Im Kapitel „Mehrsprachigkeit und Bildung in der Kita“ vertieft und ergänzt Panagiotopoulou diese Konzepte für den frühpädagogischen Bereich. Der Abschnitt „Translanguaging: Mehr- und Quersprachigkeit im Erwerb und Gebrauch“ zeigt auf, wie flexibel mehrsprachige Kita-Kinder in Kommunikationssituationen handeln: „Kinder mischen … ihre Sprachen in der Regel nur dann, wenn sie mit Personen interagieren, die über ein vergleichbares Sprachenrepertoire verfügen“ (S. 29).
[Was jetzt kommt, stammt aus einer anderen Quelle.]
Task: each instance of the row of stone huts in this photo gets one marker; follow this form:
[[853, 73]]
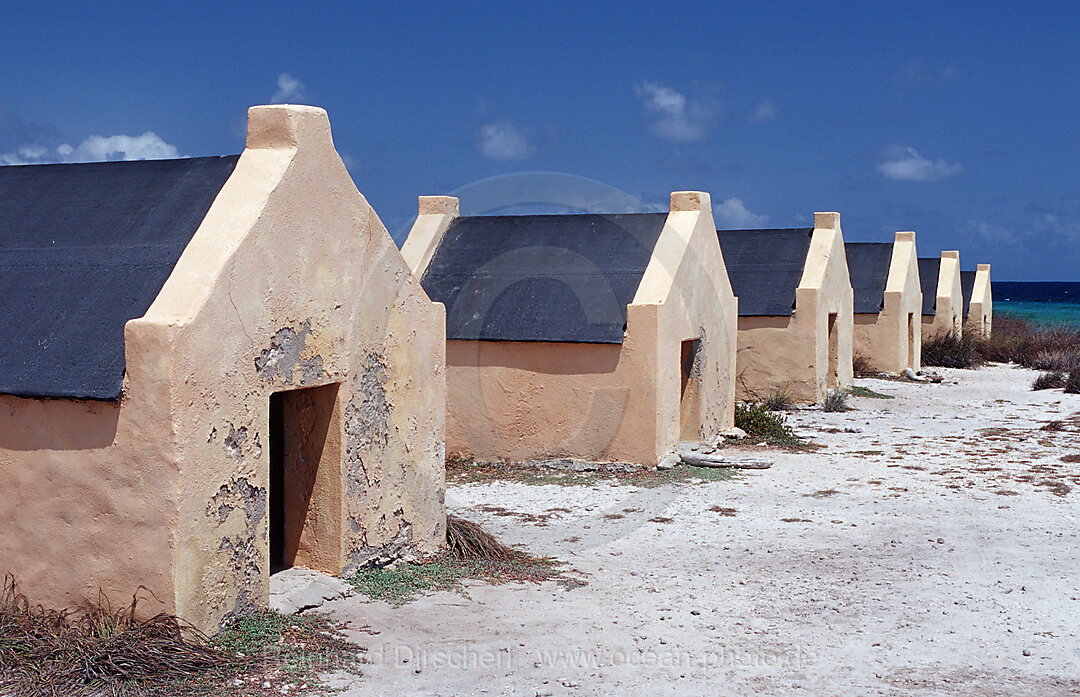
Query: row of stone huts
[[214, 367]]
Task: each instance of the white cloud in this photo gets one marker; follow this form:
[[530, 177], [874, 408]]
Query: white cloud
[[902, 163], [674, 117], [502, 141], [26, 155], [733, 214], [765, 111], [1055, 225], [96, 148], [982, 232], [289, 90]]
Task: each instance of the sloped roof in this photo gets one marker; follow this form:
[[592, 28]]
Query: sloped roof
[[83, 249], [967, 286], [928, 282], [765, 267], [868, 266], [541, 278]]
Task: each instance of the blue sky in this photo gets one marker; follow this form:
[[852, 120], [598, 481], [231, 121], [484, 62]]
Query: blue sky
[[959, 122]]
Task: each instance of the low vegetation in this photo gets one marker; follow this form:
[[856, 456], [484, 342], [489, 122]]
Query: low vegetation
[[835, 401], [862, 366], [952, 350], [1047, 348], [1049, 380], [865, 391], [1051, 349], [770, 426], [468, 471], [779, 401], [98, 649], [472, 553]]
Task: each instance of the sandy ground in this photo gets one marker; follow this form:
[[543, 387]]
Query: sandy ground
[[916, 552]]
Einsprachige institutionelle Sprachenpolitiken stehen damit im Widerspruch zum „dynamischen mehr- und quersprachigen Erwerb im Kindesalter“ (S. 32). Eine Didaktik der Mehrsprachigkeit in der Kita sollte daher nicht nur die deutsche Standardsprache fördern, weil dies die Lebenswirklichkeit vieler Kinder ausschließt. An dieser Stelle werden Studien aus den USA, Israel, der Schweiz und Luxemburg angeführt; auf Deutschland bezogene Forschung fehlt noch, wie Panagiotopoulou (vgl. S. 40) kritisch anmerkt. Trotzdem können aus diesen internationalen Arbeiten erste Schlussfolgerungen gezogen werden: Der Gebrauch aller vorhandenen sprachlichen Ressourcen überfordert Kinder nicht und sollte akzeptiert werden, um ihre Identitätsbildung zu fördern. „Best-Practice“-Beispiele hierzu aus deutschen Kitas fehlen leider noch; es wäre wünschenswert, wenn erste Institutionen diese Empfehlungen systematisch berücksichtigen und ihre pädagogische Arbeit wissenschaftlich begleitet wird.
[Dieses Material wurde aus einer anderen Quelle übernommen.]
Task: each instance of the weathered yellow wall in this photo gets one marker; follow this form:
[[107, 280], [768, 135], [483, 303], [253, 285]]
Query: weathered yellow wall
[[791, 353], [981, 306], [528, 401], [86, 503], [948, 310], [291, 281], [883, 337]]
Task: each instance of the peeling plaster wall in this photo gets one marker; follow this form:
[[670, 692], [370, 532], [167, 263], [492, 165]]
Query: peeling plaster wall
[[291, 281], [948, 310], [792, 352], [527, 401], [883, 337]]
Der Abschnitt „Mehrsprachigkeit und Literacy: gelebte Mehrschriftlichkeit“, ebenfalls von Panagiotopoulou verfasst, zeigt auf, dass vermutlich „alle mehrsprachigen Kinder in Interaktion mit ihren Bezugspersonen auch auf der Ebene der Schriftlichkeit vielfältige Erfahrungen sammeln“ (S. 47), etwa, wenn sie beobachten, dass Familienmitglieder durch soziale Medien schriftlich kommunizieren, Einkaufszettel schreiben etc., und das oft sprachenübergreifend; so wird etwa in einer Sprache kommentiert, was in einer anderen Sprache gelesen wird. Kritisch merkt die Autorin zu Recht an, dass zugewanderten Familien oft unterstellt wird „bildungsfern“ zu sein und wenig Erfahrung mit Lesen und Schreiben zu haben. Dieses Stereotyp ungebildeter Migrantenfamilien ist leider in Forschung und pädagogischen Praktiken noch weit verbreitet (vgl. S. 52ff.), obwohl es wissenschaftlich in dieser Pauschalität nicht belegt ist. Es kann dazu beitragen, dass die Schriftkompetenzen mehrsprachiger Kinder unterschätzt und abgewertet werden.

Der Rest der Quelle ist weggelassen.